Using HashiCorp Vault, a secrets management tool, ensures credentials are dynamically generated, time-limited, and auditable.
Prerequisites
Before you begin:
An active GitLab project with a working CI/CD pipeline
HashiCorp Vault is installed and running (either locally, via HCP, or self-hosted)
An IAM role and policy in AWS that Vault can assume to generate credentials
A Vault AWS secrets engine is configured.

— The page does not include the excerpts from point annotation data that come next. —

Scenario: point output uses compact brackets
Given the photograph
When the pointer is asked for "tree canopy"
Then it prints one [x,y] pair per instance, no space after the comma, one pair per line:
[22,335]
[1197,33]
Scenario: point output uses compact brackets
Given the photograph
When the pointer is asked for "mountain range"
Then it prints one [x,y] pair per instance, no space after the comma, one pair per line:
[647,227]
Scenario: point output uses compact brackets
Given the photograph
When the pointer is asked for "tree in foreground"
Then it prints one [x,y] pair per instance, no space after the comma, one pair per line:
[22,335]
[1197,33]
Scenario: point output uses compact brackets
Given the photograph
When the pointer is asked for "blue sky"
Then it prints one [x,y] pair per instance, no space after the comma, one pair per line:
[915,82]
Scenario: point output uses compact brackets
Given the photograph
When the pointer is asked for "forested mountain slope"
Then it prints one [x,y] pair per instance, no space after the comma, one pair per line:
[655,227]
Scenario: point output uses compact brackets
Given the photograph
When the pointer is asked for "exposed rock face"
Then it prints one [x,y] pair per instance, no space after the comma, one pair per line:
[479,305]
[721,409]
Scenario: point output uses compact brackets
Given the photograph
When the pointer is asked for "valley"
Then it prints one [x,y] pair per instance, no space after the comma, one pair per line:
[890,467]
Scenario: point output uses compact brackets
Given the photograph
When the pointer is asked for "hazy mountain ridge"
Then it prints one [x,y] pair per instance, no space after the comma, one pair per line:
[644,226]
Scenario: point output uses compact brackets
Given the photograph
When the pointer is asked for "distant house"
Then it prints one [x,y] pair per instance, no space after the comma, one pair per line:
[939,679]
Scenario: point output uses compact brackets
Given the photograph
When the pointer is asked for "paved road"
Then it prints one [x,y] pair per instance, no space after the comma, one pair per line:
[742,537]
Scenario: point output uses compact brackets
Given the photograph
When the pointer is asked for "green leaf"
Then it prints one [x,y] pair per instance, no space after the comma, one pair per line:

Step-by-Step: Secure AWS Access via Vault
1. Configure Vault’s AWS Secrets Engine
Enable and configure the AWS secrets engine:
vault secrets enable -path=aws aws
Set your AWS credentials (used by Vault to generate temporary credentials):
vault write aws/config/root \
access_key=YOUR_ACCESS_KEY \
secret_key=YOUR_SECRET_KEY \
region=us-east-1
Define a Vault role:
vault write aws/roles/gitlab-role \
credential_type=iam_user \
policy_document=-<<EOF
{
"Version": "2012-10-17",
"Statement": [
{
"Effect": "Allow",
"Action": ["s3:*"],
"Resource": "*"
}
]
}
EOF
2. Enable Vault AppRole Authentication
To allow GitLab runners to authenticate securely, use AppRole:
vault auth enable approle
Create a Vault policy for GitLab:
# policy.hcl
path "aws/creds/gitlab-role" {
capabilities = ["read"]
}
Apply the policy:
vault policy write gitlab-policy policy.hcl
Create an AppRole:
vault write auth/approle/role/gitlab-role \
token_policies="gitlab-policy" \
secret_id_ttl=60m \
token_ttl=60m \
token_max_ttl=120m
Fetch the Role ID and Secret ID:
vault read auth/approle/role/gitlab-role/role-id
vault write -f auth/approle/role/gitlab-role/secret-id
3. Securely Inject AWS Credentials in GitLab CI
Store the Vault Role ID and Secret ID securely in GitLab CI/CD Variables (Settings > CI/CD > Variables):
VAULT_ROLE_ID
VAULT_SECRET_ID
Define the .gitlab-ci.yml:
stages:
- deploy
deploy:
stage: deploy
image: hashicorp/vault:latest
script:
- export VAULT_ADDR=https://vault.example.com
- export AWS_CREDS=$(vault write -field=data aws/creds/gitlab-role \
-address=$VAULT_ADDR \
-method=approle \
role_id=$VAULT_ROLE_ID \
secret_id=$VAULT_SECRET_ID)
- export AWS_ACCESS_KEY_ID=$(echo $AWS_CREDS | jq -r .access_key)
- export AWS_SECRET_ACCESS_KEY=$(echo $AWS_CREDS | jq -r .secret_key)
- export AWS_SESSION_TOKEN=$(echo $AWS_CREDS | jq -r .security_token)
- aws s3 ls
Benefits of This Approach
Enhanced Security: Credentials are not stored in GitLab or code.
Temporary Credentials: Time-limited AWS credentials reduce risk.
Auditability: All secret requests are logged in Vault.
Dynamic Rotation: Credentials can be revoked or rotated automatically.
Security Best Practices
Use least privilege IAM policies for Vault-generated credentials.
Rotate Vault secrets and AppRole credentials regularly.
Set strict TTLs on all credentials.
Monitor Vault access logs for anomalies.
Conclusion
Integrating HashiCorp Vault with GitLab CI/CD protects AWS credentials with strong access control, secret rotation, and detailed audit logging. This setup lays the foundation for secure, scalable DevSecOps pipelines in the cloud.